Plus Chucky ressemble à un vrai jouet pour enfant, plus le piège est efficace. Pour Chucky, cette Pop inspirée de Child’s Play 2 retrouve le Good Guy encore assez propre pour que les adultes puissent croire cinq minutes à son innocence. Puis Charles Lee Ray ouvre la bouche, et tout le marketing s’effondre.

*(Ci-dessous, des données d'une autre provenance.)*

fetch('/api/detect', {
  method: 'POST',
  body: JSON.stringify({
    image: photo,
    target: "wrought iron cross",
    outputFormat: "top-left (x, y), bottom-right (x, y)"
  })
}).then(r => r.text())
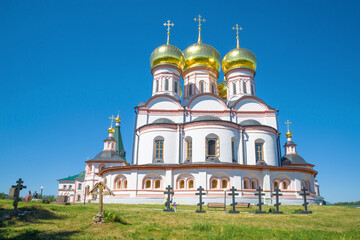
top-left (164, 185), bottom-right (174, 212)
top-left (274, 187), bottom-right (283, 213)
top-left (233, 24), bottom-right (242, 48)
top-left (229, 186), bottom-right (239, 213)
top-left (255, 187), bottom-right (265, 213)
top-left (194, 14), bottom-right (206, 43)
top-left (109, 115), bottom-right (116, 127)
top-left (11, 178), bottom-right (26, 210)
top-left (194, 14), bottom-right (206, 31)
top-left (195, 186), bottom-right (206, 213)
top-left (285, 120), bottom-right (291, 131)
top-left (164, 20), bottom-right (174, 44)
top-left (300, 187), bottom-right (310, 213)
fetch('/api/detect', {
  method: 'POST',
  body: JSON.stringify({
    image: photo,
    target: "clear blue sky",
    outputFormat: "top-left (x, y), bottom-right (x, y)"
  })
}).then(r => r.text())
top-left (0, 0), bottom-right (360, 202)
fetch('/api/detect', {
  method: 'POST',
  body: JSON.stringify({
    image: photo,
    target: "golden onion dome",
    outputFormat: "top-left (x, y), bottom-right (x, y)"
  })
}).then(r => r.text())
top-left (285, 130), bottom-right (292, 138)
top-left (218, 80), bottom-right (227, 99)
top-left (184, 42), bottom-right (221, 72)
top-left (115, 115), bottom-right (121, 123)
top-left (222, 47), bottom-right (257, 74)
top-left (108, 126), bottom-right (115, 133)
top-left (150, 44), bottom-right (185, 70)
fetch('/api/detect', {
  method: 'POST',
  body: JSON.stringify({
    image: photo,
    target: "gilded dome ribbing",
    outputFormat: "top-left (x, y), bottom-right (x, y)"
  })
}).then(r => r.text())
top-left (150, 44), bottom-right (185, 70)
top-left (184, 42), bottom-right (221, 72)
top-left (222, 47), bottom-right (257, 74)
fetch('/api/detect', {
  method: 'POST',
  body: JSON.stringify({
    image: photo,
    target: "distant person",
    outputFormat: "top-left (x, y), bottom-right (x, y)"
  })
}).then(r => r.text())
top-left (173, 202), bottom-right (177, 212)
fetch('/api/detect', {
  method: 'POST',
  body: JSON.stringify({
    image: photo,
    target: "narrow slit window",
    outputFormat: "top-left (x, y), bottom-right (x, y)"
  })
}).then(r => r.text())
top-left (255, 143), bottom-right (264, 162)
top-left (186, 139), bottom-right (192, 159)
top-left (154, 140), bottom-right (164, 159)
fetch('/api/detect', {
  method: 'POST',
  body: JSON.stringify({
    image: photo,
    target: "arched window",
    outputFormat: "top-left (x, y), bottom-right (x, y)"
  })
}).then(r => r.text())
top-left (200, 82), bottom-right (204, 93)
top-left (231, 138), bottom-right (236, 162)
top-left (165, 78), bottom-right (169, 91)
top-left (154, 140), bottom-right (164, 159)
top-left (244, 179), bottom-right (249, 189)
top-left (189, 179), bottom-right (194, 189)
top-left (251, 180), bottom-right (257, 189)
top-left (255, 142), bottom-right (264, 162)
top-left (205, 134), bottom-right (220, 157)
top-left (175, 81), bottom-right (178, 93)
top-left (155, 179), bottom-right (160, 189)
top-left (243, 82), bottom-right (247, 93)
top-left (145, 179), bottom-right (151, 188)
top-left (186, 139), bottom-right (192, 160)
top-left (211, 179), bottom-right (217, 189)
top-left (221, 179), bottom-right (227, 188)
top-left (179, 180), bottom-right (185, 189)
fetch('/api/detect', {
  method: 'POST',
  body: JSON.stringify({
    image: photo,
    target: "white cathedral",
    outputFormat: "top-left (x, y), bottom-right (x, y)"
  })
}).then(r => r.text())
top-left (58, 16), bottom-right (322, 204)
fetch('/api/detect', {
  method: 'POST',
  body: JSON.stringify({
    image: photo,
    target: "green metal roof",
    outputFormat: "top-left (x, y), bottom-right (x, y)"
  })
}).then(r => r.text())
top-left (58, 171), bottom-right (85, 181)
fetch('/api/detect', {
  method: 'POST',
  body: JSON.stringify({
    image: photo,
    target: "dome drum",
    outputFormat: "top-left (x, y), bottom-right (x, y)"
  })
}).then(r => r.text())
top-left (150, 44), bottom-right (185, 70)
top-left (222, 48), bottom-right (257, 75)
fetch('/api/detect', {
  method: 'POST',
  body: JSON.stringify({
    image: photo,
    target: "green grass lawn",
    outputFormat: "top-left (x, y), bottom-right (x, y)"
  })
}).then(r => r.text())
top-left (0, 200), bottom-right (360, 239)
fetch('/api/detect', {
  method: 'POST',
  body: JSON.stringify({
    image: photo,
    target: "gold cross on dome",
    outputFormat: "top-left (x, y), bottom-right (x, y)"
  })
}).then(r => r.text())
top-left (109, 115), bottom-right (115, 127)
top-left (233, 24), bottom-right (242, 48)
top-left (194, 14), bottom-right (206, 31)
top-left (164, 20), bottom-right (174, 44)
top-left (285, 120), bottom-right (291, 131)
top-left (194, 14), bottom-right (206, 43)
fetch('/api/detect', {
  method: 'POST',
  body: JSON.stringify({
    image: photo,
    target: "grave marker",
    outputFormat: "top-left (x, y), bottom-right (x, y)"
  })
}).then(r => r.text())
top-left (195, 186), bottom-right (206, 213)
top-left (163, 185), bottom-right (174, 212)
top-left (255, 187), bottom-right (267, 214)
top-left (299, 187), bottom-right (312, 214)
top-left (11, 178), bottom-right (26, 211)
top-left (271, 187), bottom-right (283, 214)
top-left (229, 186), bottom-right (239, 214)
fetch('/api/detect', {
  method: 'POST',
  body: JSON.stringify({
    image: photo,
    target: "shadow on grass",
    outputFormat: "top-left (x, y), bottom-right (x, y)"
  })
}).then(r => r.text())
top-left (0, 228), bottom-right (79, 240)
top-left (0, 206), bottom-right (61, 228)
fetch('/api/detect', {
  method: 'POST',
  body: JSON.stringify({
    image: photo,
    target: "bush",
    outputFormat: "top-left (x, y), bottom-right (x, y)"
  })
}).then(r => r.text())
top-left (269, 208), bottom-right (276, 212)
top-left (293, 208), bottom-right (304, 213)
top-left (103, 210), bottom-right (127, 224)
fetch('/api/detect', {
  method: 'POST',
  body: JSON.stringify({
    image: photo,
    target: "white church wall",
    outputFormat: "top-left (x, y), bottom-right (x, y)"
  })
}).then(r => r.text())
top-left (138, 127), bottom-right (179, 164)
top-left (188, 95), bottom-right (227, 111)
top-left (244, 130), bottom-right (278, 166)
top-left (146, 96), bottom-right (181, 110)
top-left (234, 98), bottom-right (267, 112)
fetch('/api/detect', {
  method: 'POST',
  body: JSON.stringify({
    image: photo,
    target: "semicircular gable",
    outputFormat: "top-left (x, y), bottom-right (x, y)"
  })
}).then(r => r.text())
top-left (145, 95), bottom-right (181, 110)
top-left (188, 94), bottom-right (227, 111)
top-left (234, 96), bottom-right (269, 111)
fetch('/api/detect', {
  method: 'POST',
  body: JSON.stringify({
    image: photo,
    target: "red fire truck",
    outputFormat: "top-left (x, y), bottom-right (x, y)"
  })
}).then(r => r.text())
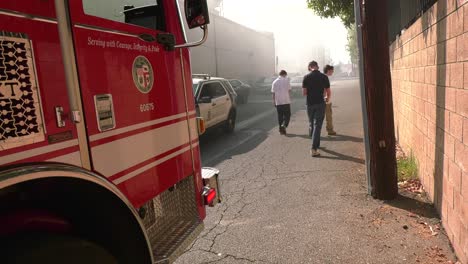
top-left (0, 0), bottom-right (219, 264)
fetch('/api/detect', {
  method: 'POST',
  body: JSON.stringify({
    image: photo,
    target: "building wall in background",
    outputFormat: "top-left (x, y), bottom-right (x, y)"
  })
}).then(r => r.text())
top-left (186, 8), bottom-right (277, 80)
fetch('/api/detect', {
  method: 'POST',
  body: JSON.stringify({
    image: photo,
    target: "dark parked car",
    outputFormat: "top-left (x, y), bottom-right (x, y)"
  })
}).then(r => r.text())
top-left (290, 76), bottom-right (304, 96)
top-left (255, 76), bottom-right (278, 94)
top-left (229, 79), bottom-right (251, 104)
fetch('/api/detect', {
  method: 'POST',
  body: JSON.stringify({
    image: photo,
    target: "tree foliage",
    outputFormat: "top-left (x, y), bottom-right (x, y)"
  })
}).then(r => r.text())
top-left (306, 0), bottom-right (354, 28)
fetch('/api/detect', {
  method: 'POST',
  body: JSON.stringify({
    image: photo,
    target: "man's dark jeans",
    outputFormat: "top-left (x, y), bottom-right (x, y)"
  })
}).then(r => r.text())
top-left (307, 103), bottom-right (325, 150)
top-left (276, 104), bottom-right (291, 128)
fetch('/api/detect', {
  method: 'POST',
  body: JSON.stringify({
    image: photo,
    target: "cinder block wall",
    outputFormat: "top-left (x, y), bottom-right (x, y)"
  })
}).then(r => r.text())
top-left (390, 0), bottom-right (468, 263)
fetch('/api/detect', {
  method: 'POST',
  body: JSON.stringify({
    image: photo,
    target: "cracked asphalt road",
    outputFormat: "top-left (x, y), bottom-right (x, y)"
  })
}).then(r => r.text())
top-left (176, 80), bottom-right (455, 264)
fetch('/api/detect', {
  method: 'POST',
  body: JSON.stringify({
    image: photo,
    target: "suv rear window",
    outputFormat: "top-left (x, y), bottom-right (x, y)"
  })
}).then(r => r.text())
top-left (200, 82), bottom-right (226, 98)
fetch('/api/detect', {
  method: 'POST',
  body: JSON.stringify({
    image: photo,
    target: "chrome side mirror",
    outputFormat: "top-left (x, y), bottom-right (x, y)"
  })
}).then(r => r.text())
top-left (184, 0), bottom-right (210, 29)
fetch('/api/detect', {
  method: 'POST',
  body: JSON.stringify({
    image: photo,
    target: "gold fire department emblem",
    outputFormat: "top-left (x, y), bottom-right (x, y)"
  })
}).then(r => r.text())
top-left (132, 56), bottom-right (154, 93)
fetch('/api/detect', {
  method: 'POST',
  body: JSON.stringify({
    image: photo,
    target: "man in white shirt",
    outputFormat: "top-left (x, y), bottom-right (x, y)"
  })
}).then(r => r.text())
top-left (271, 70), bottom-right (291, 135)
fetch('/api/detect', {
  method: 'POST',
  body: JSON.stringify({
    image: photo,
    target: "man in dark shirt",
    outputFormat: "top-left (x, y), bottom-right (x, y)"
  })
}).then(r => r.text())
top-left (302, 61), bottom-right (330, 157)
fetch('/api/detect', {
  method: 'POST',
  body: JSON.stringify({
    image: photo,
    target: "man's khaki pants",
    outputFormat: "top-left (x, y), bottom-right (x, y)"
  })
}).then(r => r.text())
top-left (325, 102), bottom-right (334, 133)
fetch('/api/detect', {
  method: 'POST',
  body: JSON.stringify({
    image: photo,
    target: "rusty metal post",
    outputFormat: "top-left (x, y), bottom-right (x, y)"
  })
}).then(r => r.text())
top-left (355, 0), bottom-right (398, 200)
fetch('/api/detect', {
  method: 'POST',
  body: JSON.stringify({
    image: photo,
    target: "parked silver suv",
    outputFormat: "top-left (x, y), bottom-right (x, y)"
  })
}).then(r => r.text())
top-left (192, 74), bottom-right (237, 133)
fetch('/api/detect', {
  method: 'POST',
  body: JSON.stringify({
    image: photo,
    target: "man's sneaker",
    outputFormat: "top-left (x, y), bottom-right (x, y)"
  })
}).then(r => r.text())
top-left (280, 126), bottom-right (286, 135)
top-left (310, 149), bottom-right (320, 157)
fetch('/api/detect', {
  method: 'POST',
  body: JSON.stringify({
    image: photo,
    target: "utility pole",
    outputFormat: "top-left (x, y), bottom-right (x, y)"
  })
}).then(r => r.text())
top-left (355, 0), bottom-right (398, 200)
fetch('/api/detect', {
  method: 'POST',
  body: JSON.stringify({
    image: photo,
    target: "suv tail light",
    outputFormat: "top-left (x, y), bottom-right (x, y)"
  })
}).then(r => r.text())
top-left (196, 117), bottom-right (206, 136)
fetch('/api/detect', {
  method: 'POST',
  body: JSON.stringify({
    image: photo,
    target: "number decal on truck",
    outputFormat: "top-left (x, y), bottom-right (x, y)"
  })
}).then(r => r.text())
top-left (140, 103), bottom-right (154, 112)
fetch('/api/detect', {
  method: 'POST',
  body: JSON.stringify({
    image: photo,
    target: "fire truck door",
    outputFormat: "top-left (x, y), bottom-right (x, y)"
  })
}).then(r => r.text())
top-left (66, 0), bottom-right (190, 198)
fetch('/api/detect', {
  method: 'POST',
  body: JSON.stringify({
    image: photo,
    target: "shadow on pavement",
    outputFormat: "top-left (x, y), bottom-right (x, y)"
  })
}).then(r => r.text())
top-left (320, 134), bottom-right (363, 142)
top-left (317, 147), bottom-right (365, 164)
top-left (286, 134), bottom-right (363, 143)
top-left (385, 189), bottom-right (439, 218)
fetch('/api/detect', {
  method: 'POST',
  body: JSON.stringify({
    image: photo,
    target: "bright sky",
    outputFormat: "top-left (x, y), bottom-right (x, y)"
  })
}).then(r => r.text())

Good Guy dehors, psychopathe dedans
Chucky tient depuis le début grâce à ce contraste. Son corps ressemble à un jouet coloré destiné aux enfants. Son âme appartient à un criminel qui n’a aucune intention de jouer gentiment.
Child’s Play 2 pousse déjà très bien cette opposition. Plus la poupée paraît normale, plus chaque mouvement devient inquiétant. La franchise n’a jamais eu besoin de cacher longtemps qui se trouve à l’intérieur.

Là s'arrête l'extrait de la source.